My heart used to beating for you
My heart used to beat only for you

...


----------



## Micia93

Merci Ellea et Zoulllien 
ça m'évitera de continuer à faire ce genre d'erreurs !


----------



## Frenchy's rule

Je vous remercie pour vos réponses, mais je préfère attendre l'avis d'un natif.


----------



## Suehil

'My heart used to beat for you' means that it happened in the past (imparfait)

'My heart is used to beating for you' means that my heart is accustomed to beating for you.

'My heart used to beating' is incorrect and means nothing.


----------



## Micia93

Suehil said:


> 'My heart used to beat for you' means that it happened in the past (imparfait)
> 
> 'My heart is used to beating for you' means that my heart is accustomed to beating for you.
> 
> 'My heart used to beating' is incorrect and means nothing.


 
tout s'éclaire , c'est le "is" que j'oubliais !


----------



## Oddmania

Suehil said:


> 'My heart used to beat for you' means that it happened in the past (imparfait)
> 
> 'My heart is used to beating for you' means that my heart is accustomed to beating for you.
> 
> 'My heart used to beating' is incorrect and means nothing.



What about _My heart was used to beating for you_ ? 

As far as I know, _used to_ is used to talk about things that happened several times in the past, but no longer go on.

And _to be used to + ING_ (in the Present or Past tense) is used to talk about real habits, something ritual, usual and customary.

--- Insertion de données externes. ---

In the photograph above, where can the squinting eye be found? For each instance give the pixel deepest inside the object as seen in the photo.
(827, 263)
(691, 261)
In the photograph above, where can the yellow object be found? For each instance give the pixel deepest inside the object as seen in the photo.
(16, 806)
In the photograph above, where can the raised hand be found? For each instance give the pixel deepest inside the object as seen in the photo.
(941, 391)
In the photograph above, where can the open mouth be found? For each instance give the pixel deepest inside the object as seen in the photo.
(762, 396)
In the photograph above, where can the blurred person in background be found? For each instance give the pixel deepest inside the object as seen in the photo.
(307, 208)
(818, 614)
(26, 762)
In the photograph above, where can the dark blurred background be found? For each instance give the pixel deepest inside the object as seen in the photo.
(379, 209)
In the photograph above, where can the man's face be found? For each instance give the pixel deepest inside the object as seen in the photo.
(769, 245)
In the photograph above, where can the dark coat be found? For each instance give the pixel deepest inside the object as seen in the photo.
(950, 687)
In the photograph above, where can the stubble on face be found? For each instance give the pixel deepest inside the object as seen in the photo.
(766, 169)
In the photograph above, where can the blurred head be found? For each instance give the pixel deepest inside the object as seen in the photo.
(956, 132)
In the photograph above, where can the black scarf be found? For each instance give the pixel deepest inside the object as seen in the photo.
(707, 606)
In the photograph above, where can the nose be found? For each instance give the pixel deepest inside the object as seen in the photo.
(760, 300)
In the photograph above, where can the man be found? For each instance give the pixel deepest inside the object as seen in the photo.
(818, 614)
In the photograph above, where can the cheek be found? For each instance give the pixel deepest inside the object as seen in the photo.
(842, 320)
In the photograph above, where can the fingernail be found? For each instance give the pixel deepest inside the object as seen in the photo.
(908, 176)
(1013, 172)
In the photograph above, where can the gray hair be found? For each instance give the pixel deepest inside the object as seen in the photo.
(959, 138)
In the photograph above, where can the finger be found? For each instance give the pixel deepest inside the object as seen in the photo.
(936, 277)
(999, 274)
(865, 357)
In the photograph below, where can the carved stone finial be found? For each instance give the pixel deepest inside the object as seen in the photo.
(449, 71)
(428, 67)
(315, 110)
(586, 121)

So I guess the latter doesn't really work here as we can't say it's habit ?


----------



## Suehil

'... was used to...' could have meant 'in the past' in Shakespearean times, but nowadays (and for several hundred years) it means, '.. était habitué...'


----------



## Lifeisacabaret

I'm with Sue, this has to translate as either...
my heart used to beat only for you (if the love has ended) or my hearts beats only for you if it continues!
HTH


----------



## Frenchy's rule

Thanks everybody !
The love has ended yeah, so if I say "My heart beat only for you", the past tense doesn't imply the idea of habit in the past over now, does it ?


----------



## Lifeisacabaret

I think "my heart used to beat only for you" is better as it really emphasises that the love & the action of the heart beating for that person are both now in the past.   ie it did it & it doesn't do it any more.


----------